Poster
Bellman Unbiasedness: Toward Provably Efficient Distributional Reinforcement Learning with General Value Function Approximation
Taehyun Cho · Seungyub Han · Seokhun Ju · Dohyeong Kim · Kyungjae Lee · Jungwoo Lee
West Exhibition Hall B2-B3 #W-1014
Reinforcement learning(RL) helps computers learn to make decisions, like choosing the best move in a game or guiding robots through tasks. Traditional RL methods focus only on the average outcome of actions, which might not be enough for safe and reliable decisions in the real world.

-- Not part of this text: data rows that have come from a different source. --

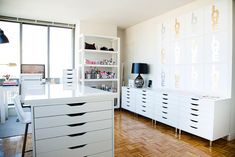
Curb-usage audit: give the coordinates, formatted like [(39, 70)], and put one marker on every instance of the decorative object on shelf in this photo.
[(3, 37), (90, 46), (139, 68)]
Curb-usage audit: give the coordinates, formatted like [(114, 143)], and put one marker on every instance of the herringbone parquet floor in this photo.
[(136, 137)]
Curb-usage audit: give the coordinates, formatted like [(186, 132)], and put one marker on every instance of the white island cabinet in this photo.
[(71, 122)]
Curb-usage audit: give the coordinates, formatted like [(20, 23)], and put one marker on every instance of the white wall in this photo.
[(142, 40), (89, 27)]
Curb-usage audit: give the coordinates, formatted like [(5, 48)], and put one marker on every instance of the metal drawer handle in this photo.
[(194, 104), (194, 109), (193, 127), (194, 121), (76, 147), (79, 134), (76, 114), (77, 104), (78, 124)]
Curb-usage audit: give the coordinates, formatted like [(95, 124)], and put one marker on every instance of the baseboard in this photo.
[(231, 137)]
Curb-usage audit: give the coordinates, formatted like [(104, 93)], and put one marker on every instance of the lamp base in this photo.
[(139, 81)]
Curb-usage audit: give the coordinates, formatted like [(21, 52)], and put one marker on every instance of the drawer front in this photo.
[(71, 108), (72, 129), (166, 119), (104, 154), (80, 150), (46, 122), (64, 142)]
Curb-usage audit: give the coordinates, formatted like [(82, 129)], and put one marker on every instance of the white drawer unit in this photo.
[(128, 101), (73, 129), (166, 111), (206, 117)]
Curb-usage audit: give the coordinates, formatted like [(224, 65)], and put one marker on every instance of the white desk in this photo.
[(71, 122), (6, 92)]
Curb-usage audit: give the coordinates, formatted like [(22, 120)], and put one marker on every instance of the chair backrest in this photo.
[(19, 110)]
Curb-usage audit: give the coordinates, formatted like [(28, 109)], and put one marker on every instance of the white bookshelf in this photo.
[(100, 68)]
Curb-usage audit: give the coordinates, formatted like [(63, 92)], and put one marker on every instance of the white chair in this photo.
[(24, 117)]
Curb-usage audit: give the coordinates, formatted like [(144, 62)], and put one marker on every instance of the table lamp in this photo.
[(139, 68), (3, 38)]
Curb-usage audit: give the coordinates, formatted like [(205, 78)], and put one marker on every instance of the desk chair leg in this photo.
[(25, 138)]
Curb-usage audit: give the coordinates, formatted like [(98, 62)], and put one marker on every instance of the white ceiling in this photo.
[(123, 13)]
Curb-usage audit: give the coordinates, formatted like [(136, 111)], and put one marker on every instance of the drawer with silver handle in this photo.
[(54, 110), (80, 150), (62, 142), (53, 121), (72, 129)]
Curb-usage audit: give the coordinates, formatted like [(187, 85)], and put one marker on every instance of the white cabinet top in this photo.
[(58, 93)]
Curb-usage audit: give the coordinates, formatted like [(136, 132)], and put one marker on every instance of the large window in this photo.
[(34, 45), (10, 52), (41, 44), (60, 51)]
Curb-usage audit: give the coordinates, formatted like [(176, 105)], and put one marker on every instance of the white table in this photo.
[(5, 93), (71, 122)]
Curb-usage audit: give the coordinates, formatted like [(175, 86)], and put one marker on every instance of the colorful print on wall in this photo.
[(214, 17), (177, 28)]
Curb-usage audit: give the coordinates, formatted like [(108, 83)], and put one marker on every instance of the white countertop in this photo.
[(58, 93)]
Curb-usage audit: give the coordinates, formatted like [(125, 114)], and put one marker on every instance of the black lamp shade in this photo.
[(3, 38), (139, 68)]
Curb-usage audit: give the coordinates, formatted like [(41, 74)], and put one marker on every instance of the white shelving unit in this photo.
[(100, 68)]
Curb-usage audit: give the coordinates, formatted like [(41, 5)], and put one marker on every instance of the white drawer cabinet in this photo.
[(76, 129), (167, 110), (206, 117), (140, 101)]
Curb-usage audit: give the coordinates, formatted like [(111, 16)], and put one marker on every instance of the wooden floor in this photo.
[(136, 137)]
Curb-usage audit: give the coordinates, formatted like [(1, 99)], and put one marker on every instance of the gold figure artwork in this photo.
[(194, 19), (163, 56), (177, 80), (214, 17), (194, 51), (177, 27), (215, 79)]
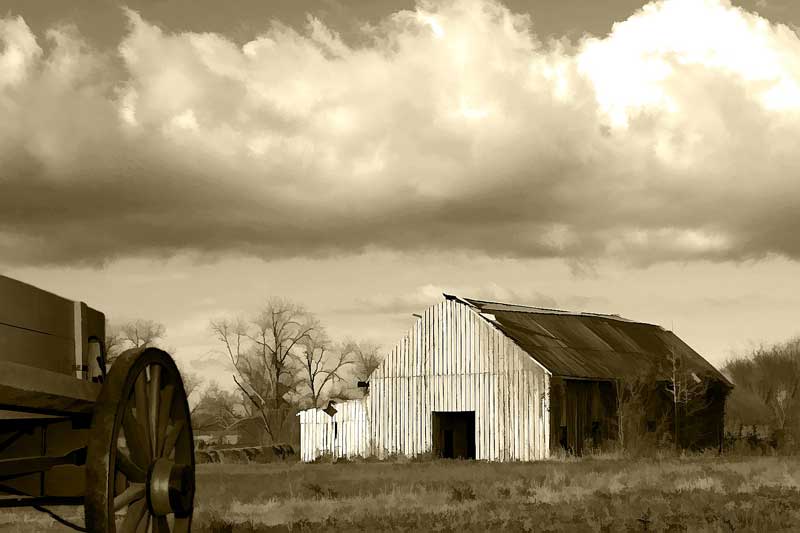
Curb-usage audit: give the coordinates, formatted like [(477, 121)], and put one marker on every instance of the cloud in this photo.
[(425, 296), (452, 128)]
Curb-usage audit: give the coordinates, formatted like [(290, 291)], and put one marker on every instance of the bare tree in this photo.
[(366, 359), (687, 389), (133, 334), (113, 342), (218, 407), (191, 384), (139, 333), (772, 375), (262, 353), (321, 363)]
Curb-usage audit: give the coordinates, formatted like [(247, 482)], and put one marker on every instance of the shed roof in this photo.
[(591, 345)]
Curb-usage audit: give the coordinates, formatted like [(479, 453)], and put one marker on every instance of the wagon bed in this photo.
[(73, 432)]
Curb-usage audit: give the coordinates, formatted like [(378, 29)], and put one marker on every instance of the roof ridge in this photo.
[(612, 316)]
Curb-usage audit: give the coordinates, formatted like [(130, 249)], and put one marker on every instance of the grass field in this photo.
[(700, 493)]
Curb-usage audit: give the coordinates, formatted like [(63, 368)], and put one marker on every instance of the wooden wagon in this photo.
[(118, 442)]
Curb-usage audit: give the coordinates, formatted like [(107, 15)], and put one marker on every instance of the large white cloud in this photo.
[(454, 128)]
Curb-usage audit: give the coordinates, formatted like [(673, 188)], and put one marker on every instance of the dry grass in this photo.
[(668, 494), (698, 493)]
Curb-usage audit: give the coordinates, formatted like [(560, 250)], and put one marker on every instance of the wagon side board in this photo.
[(45, 331), (27, 389)]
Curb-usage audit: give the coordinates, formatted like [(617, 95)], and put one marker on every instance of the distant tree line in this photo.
[(282, 360), (763, 410)]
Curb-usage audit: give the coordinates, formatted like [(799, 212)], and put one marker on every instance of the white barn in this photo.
[(493, 381)]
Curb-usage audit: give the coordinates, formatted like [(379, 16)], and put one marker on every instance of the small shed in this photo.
[(502, 382)]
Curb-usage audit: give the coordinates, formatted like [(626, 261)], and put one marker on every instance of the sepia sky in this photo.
[(183, 160)]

To solve this, researchers have developed distributional RL, a method that considers all possible outcomes and their probabilities, not just the average.However, handling these full distributions is tricky because they contain infinite information. This paper introduces a new concept called Bellman Unbiasedness, which allows us to estimate the key information from these distributions using moments efficiently—like the mean and variance—without errors, even when working with just a few samples. The authors also propose a new algorithm, SF-LSVI, that learns decision-making strategies effectively and unbiasedly, even when using general function approximations (such as neural networks).This work could make RL more trustworthy and applicable to real-world problems, such as safer robotic control, smarter navigation systems, and better AI decision-making.